As you have probably already read on our main website, on Tuesday 15 May the 60,000+ messages that have been collected nationally for the Thirst for Change campaign were delivered to No 10!! The response to the campaign has been absolutely amazing!
Our volunteers Mike Willcox and Hugh Gibbons were also involved in parts of the day.
The day started mega-early at 5am with a special 3.5 miles solidarity walk along the South Bank – Esther wakes up every morning at 5am to fetch water, so we wanted to do the same! The walk started at Tower Hill station and ended at Westminster Cathedral, and included stops during which partecpants could reflect on the importance of water.
Walkers were welcomed by a much-needed breakfast at Westminster Cathedral and everybody got ready for a big “River of Change” photo stunt with all the droplet messages that had been collected throughout the country – as you can see in the pictures!!
Mike, who took part in both the walk and the photo stunt, said: “I’m really exhilarated by being here. Being out in the streets getting the campaign noticed with people hooting their horns in support as we walk by. In my diocese, people really relate to the problem of lack of water. Drought in the UK has focused people’s minds, and encouraged us in some small way to stand in solidarity with those who don’t have access to water. Everyone in the world deserves access to safe water; water is fundamental for life. If we can fix the problem of water poverty, then we can make a huge difference to billions of people around the world.”

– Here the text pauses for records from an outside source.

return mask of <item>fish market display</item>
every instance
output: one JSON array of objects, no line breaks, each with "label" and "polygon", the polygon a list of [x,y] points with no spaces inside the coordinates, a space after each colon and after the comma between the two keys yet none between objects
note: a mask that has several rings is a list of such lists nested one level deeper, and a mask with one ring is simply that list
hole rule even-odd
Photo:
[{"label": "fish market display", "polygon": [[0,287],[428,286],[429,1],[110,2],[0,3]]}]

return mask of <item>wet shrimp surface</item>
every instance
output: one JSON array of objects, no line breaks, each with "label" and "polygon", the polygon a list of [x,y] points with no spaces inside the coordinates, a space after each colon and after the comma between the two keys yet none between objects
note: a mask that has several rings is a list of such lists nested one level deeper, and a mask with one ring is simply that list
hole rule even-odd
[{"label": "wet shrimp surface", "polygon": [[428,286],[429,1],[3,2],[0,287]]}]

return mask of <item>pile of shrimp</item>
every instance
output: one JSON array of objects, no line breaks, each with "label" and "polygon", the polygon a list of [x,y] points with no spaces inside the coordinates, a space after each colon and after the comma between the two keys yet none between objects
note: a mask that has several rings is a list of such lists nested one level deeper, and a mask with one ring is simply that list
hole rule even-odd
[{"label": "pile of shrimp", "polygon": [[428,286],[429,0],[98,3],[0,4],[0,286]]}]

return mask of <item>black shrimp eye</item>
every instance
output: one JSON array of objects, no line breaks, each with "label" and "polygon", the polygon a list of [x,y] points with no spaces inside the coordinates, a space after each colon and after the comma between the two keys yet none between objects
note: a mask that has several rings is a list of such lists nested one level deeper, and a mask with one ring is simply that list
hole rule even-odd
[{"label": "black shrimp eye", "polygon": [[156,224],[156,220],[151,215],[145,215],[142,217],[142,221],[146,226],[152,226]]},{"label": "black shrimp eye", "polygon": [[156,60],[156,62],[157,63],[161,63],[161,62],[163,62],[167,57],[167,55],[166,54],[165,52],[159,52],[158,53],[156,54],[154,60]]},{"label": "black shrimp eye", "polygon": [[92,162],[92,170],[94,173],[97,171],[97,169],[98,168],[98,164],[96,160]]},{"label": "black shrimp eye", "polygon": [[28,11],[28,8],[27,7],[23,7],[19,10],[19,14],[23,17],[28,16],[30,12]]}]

Here are some snippets of the walk that Mike took with his phone!
Hugh, who went along to the photo stunt at Westminster, said: “Well, we were cold and damp but a happy band of ribboneers in the piazza outside Westminster Cathedral. Before the River of Change we gathered in a room to greet the group who’d set off at 5am along the Thames from Tower Bridge to walk along the Thames. Chris Bain revealed the 60,000 actions figure, praised everyone who’d taken part, and spoke of the value of our example being handed to the Prime Minister to show other G8 leaders. Lemlem Behre thanked us from the heart – as the first female water engineer from her university in Ethiopia. Six students from St Peter’s School in Guildford briefed us on their many activities thirsting for change, getting ready to head off to Downing Street. Then we went to fan out the ribbons, each with hundreds of droplets attached, holding firm against the gusts of wind. Well done to the CAFOD team for the great organisation – and to everyone taking part.”
Later in the day, a small delegation of 6 campaigners went to the No 10 door to deliver the actions. They were welcomed by Secretary of State for International Development Andrew Mitchell, who said: “We love CAFOD. You are brilliant. Thank you very much for what you are doing!” – it was great to get such a welcome!
Thanks so much for the wonderful support that you have shown towards the campaign in our diocese. Between schools and parishes, we have collected about 3,800 actions – which is fantastic!
Please pray for the G8 summit, which will take place in Chicago this weekend.